22. Spieltag: HC Elbflorenz vs. HSV Lok Pirna Dresden (Vorschau)

DERBYZEIT - HSV Lok Pirna Dresden zu Gast beim HC Elbflorenz 2006

Logo des HSV (ESV) Lok Pirna (Dresden)

Brenzlig, zunehmender Druck und noch 9 Endspiele vor der Brust, so könnte man in Kurzform die Situation des nächsten Gegners der Dresdner beschreiben. In dieser kniffligen Ausgangsposition kommt der HSV Lok Pirna Dresden zum Derby gegen den HC Elbflorenz 2006. Das Hinspiel endete 24:24. Am Ende war es ein gewonnener Punkt für den kommenden Gast. Danach nahmen beide Mannschaften bis heute unterschiedliche Entwicklungen. Beim Team von Gästetrainer Petr Hazl ging dabei die Entwicklung in Richtung Abstiegskampf. 13:29 Punkte aus 21 Spielen und derzeit auf einem Abstiegsplatz, jenes ist die bisherige Bilanz. Damit ist das Saisonziel der Gäste, zeitig den Nichtabstieg perfekt zu machen, vorerst in die Ferne gerückt. Das Derby ist das 200. Spiel in der 3. Liga für den kommenden Gegner.

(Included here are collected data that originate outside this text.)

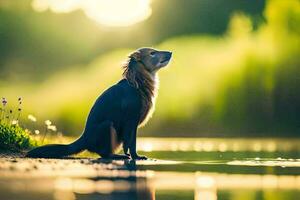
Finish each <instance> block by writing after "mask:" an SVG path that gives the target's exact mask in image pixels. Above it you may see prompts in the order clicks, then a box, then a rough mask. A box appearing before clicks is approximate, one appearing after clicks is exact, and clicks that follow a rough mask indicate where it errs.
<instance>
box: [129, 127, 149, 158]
mask: <svg viewBox="0 0 300 200" xmlns="http://www.w3.org/2000/svg"><path fill="white" fill-rule="evenodd" d="M136 133H137V128H136V129H135V130H133V135H132V140H131V143H130V146H129V152H130V156H131V158H132V159H134V160H147V159H148V158H147V157H146V156H139V155H138V154H137V152H136Z"/></svg>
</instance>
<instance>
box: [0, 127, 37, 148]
mask: <svg viewBox="0 0 300 200" xmlns="http://www.w3.org/2000/svg"><path fill="white" fill-rule="evenodd" d="M33 146H36V141H35V140H34V139H32V138H31V137H30V135H29V133H28V132H26V131H25V130H24V129H22V128H21V127H20V126H18V125H9V124H7V123H0V149H2V150H12V151H20V150H24V149H29V148H31V147H33Z"/></svg>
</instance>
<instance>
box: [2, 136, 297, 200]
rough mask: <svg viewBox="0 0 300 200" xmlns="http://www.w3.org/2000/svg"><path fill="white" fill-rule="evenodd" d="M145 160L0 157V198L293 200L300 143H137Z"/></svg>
mask: <svg viewBox="0 0 300 200" xmlns="http://www.w3.org/2000/svg"><path fill="white" fill-rule="evenodd" d="M138 148H139V149H141V150H143V151H142V152H140V153H141V154H144V155H147V156H149V157H151V158H152V159H149V160H147V161H137V162H134V161H109V160H103V159H97V158H92V159H88V158H84V159H79V158H74V159H64V160H56V159H51V160H49V159H23V158H1V160H0V161H1V162H0V163H1V164H0V177H1V178H0V194H1V196H0V199H55V200H60V199H64V200H73V199H87V200H91V199H113V200H114V199H143V200H147V199H159V200H160V199H161V200H168V199H195V200H200V199H201V200H202V199H207V200H216V199H218V200H220V199H222V200H223V199H224V200H240V199H242V200H254V199H255V200H279V199H284V200H297V199H299V197H300V159H299V158H300V149H299V148H300V140H295V139H293V140H289V139H281V140H271V139H264V140H261V139H205V138H204V139H200V138H199V139H178V138H160V139H153V138H144V139H140V140H139V144H138Z"/></svg>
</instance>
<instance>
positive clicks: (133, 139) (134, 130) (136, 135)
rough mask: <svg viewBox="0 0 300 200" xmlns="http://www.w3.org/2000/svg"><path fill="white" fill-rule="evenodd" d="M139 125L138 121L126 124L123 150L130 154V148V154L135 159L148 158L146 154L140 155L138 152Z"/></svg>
mask: <svg viewBox="0 0 300 200" xmlns="http://www.w3.org/2000/svg"><path fill="white" fill-rule="evenodd" d="M137 126H138V125H137V123H128V124H127V125H126V126H125V129H124V143H123V150H124V153H125V154H126V155H128V149H129V153H130V156H131V158H132V159H134V160H146V159H147V157H146V156H139V155H138V154H137V152H136V136H137Z"/></svg>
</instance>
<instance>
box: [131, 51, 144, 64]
mask: <svg viewBox="0 0 300 200" xmlns="http://www.w3.org/2000/svg"><path fill="white" fill-rule="evenodd" d="M129 58H130V59H131V60H134V61H136V62H138V61H140V60H141V53H140V52H139V51H135V52H133V53H132V54H130V55H129Z"/></svg>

Das nach 208 Spielen in der dritthöchsten Spielklasse vorerst Schluss sein könnte, bezeichnet der Manager des HSV Lok Uwe Heller unlängst in einem Interview als „worst case“. Doch auch wenn der Verein aus der Nachbarschaft zuletzt nur eines seiner vergangenen 9 Spiele gewinnen konnte und wie die Dresdner mit Ausfällen zurecht kommen musste, wird er wohl alles daran setzen ausgerechnet im Derby die Wende zu schaffen. Dabei sollte man sich von der Negativserie und der Tabellenplatzierung des kommenden Gegners nicht blenden lassen. Die Pirnaer haben das Potenzial, es jeder Mannschaft in der Liga schwer zu machen, auch wenn sie dies bisher meist nur in eigener Halle gezeigt haben. So werden sie versuchen, den enormen Druck in bedingungslosen Kampf umzumünzen. Die Dresdner erwarten also sicher einen hochmotivierten Gegner, für den es im Blick auf die Tabelle um sehr viel geht.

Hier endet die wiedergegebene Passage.